C’était impensable, comme de forcer le soleil à tourner autour de la Terre.
— Tu es folle… Elle ne fera jamais…
— C’est ton choix, Igor, — l’interrompit-elle, sans le laisser finir.
Ses yeux s’ancrèrent dans les siens, et il se sentit nu et sans défense.
— Soit tu le fais, et on essaie de sauver ce qui nous reste.
Soit, si dans deux minutes tu n’as pas bougé, j’y vais moi-même.
Et crois-moi, après ça, il n’y aura plus rien à sauver.
Je finirai ce que j’ai commencé.
Et je me ficherai complètement des conséquences.
Un frisson glacé l’envahit.
Il regarda la porte entrouverte du salon, d’où venait un brouhaha étouffé de voix, de tintements de verres et de rires forcés.
Là-bas était sa vie habituelle, sa mère, son monde.
Et ici, dans ce couloir étroit qui sentait la naphtaline, se tenait sa femme, lui proposant de faire exploser ce monde jusque dans ses fondations.
Sa volonté, forgée par des années d’obéissance à sa mère, flanchait.
Il ne pouvait pas.
Il ne pouvait physiquement pas faire ce qu’elle lui demandait.
— Tu n’oseras pas, — souffla-t-il, dernière faible lueur d’espoir.
— C’est… c’est ma mère.
Et alors elle explosa.
Le calme tomba de son visage comme un masque, et sur lui s’abattit toute la fureur qu’elle avait accumulée pendant deux longues heures.
— Je m’en fiche que ce soit ta mère, Igor ! Elle a insulté mes parents, donc je me comporterai avec elle comme elle le mérite ! S’il le faut, je la frapperai aussi ! C’est clair ?!
— Mais…
— Choisis ! Tout de suite ! Soit tu vas la faire taire, soit je le fais ! Et après ça, tout sera fini entre nous ! Ici et maintenant !

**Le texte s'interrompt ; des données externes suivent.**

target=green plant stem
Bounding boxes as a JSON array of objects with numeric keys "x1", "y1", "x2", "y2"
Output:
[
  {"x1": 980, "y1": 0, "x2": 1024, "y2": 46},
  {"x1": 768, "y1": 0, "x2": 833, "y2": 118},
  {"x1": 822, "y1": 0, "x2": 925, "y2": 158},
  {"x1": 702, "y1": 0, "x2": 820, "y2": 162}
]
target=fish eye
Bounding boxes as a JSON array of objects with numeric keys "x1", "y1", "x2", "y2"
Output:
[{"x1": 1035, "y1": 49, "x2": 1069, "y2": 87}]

Elle recula d’un pas, lui laissant l’espace pour agir.
Pour choisir.
Igor se tenait, paralysé.
Il regardait son visage déformé par la colère, la porte du salon, et comprenait qu’il avait perdu.
Il ne pouvait pas choisir sa femme, parce que cela signifiait la guerre avec sa mère.
Et il ne pouvait pas choisir sa mère, car il venait de voir dans les yeux de Kristina une détermination absolue et glaciale.
Ce n’était pas une menace.
C’était une sentence.
Et c’était lui qui devait l’exécuter.
Les deux minutes qu’elle lui avait accordées s’étiraient dans le couloir étouffant comme une éternité.
Elles n’étaient pas remplies de silence.
Du salon parvenaient des bribes de conversations, le rire étouffé d’une invitée, le tintement d’une fourchette contre une assiette.
Ce son d’une vie ordinaire, qui continuait, était la preuve la plus assourdissante de sa trahison.
Igor ne bougeait pas.
Il restait collé au porte-manteau, son visage transformé en un masque gris et sans volonté.
Il ne la regardait pas, mais fixait au loin, le chambranle usé de la porte.
Dans ses yeux, il n’y avait pas de lutte.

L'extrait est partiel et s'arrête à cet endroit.